Cons: As with pip, uv can only install Python packages, except that it can install different versions of Python. In addition, reproducible project/workspaces (i.e. poetry replacement) with uv are still experimental.

pixi#

pixi attempts to have the reproducibility of Poetry with the ability to add non-Python packages like mamba as well as be a global installation tool (more on that later). In fact, pixi doesn’t claim to be a Python manager at all! It works with Python, R, C/C++, Rust, etc. It is a project-scoped package and environment manager that is designed with reproducibility and workflows in mind.

You can install pixi with their provided installation script or with your system’s package manager (apt-get, brew, etc.):

curl -fsSL https://pixi.sh/install.sh | bash

To create a project, we can use the following:

pixi init pixi-hello-world
cd pixi-hello-world
pixi add python numpy astropy

We can add packages for conda-forge, PyPI, or any other configurable source. See their documentation to learn more.

Similar to other tools we can activate the environment with pixi shell (exiting it with exit) or run commands with pixi run like pixi run python --version.

What’s great is we can even add automated actions that can run for us:

pixi task add checkversion "python --version"
pixi run checkversion

Pixi can even be used to install packages globally, which can be extremely useful on systems where you don’t have root access, such as MPCDF. You can also use this to install your favorite command-line tools.
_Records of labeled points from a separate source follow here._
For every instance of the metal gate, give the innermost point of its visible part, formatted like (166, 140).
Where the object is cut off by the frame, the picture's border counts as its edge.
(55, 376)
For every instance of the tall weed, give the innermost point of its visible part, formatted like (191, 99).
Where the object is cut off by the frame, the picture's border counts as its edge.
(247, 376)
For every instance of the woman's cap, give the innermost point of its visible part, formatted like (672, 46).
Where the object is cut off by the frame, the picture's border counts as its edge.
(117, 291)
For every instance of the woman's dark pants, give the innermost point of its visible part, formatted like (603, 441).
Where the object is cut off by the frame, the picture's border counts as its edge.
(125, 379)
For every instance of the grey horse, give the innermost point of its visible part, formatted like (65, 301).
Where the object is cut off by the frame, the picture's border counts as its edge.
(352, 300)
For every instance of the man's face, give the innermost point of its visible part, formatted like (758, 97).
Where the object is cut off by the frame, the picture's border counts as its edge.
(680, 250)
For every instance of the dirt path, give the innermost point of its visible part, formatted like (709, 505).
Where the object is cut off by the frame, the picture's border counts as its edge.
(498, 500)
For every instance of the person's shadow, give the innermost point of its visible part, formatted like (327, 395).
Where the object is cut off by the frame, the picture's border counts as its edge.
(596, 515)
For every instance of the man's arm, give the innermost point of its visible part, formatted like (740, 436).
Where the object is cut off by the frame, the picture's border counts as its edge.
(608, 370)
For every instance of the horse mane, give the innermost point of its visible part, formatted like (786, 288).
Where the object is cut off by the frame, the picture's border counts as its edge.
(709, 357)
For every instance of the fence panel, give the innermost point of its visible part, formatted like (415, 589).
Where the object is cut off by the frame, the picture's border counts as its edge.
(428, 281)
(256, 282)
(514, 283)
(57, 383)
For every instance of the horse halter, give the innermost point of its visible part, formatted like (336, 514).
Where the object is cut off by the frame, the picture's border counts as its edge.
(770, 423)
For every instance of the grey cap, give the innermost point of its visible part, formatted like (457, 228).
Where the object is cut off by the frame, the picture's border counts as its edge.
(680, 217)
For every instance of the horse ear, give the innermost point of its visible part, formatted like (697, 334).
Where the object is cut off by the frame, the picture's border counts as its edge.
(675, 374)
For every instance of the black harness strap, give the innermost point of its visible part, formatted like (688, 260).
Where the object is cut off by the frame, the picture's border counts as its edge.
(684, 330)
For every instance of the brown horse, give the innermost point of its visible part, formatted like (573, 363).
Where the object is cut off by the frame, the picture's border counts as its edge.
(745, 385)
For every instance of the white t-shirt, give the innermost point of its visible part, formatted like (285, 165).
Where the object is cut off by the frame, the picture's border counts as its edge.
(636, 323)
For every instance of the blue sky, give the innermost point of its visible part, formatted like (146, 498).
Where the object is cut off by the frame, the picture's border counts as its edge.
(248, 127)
pixi global install bat # Like cat, but with wings

It even promises to allow you to publish projects to conda-forge in the future, though this still needs to be implemented.

Pros: Want one tool that can do it all? pixi appears to promise this. It doesn’t matter what language you develop in or what platform you are on, pixi enables you to make highly reproducible packages and workflows with minimal effort. If you are a fan of project-scoped environments, this might be for you.

Cons: This package is still in development. It has high promise but still has much ground to cover.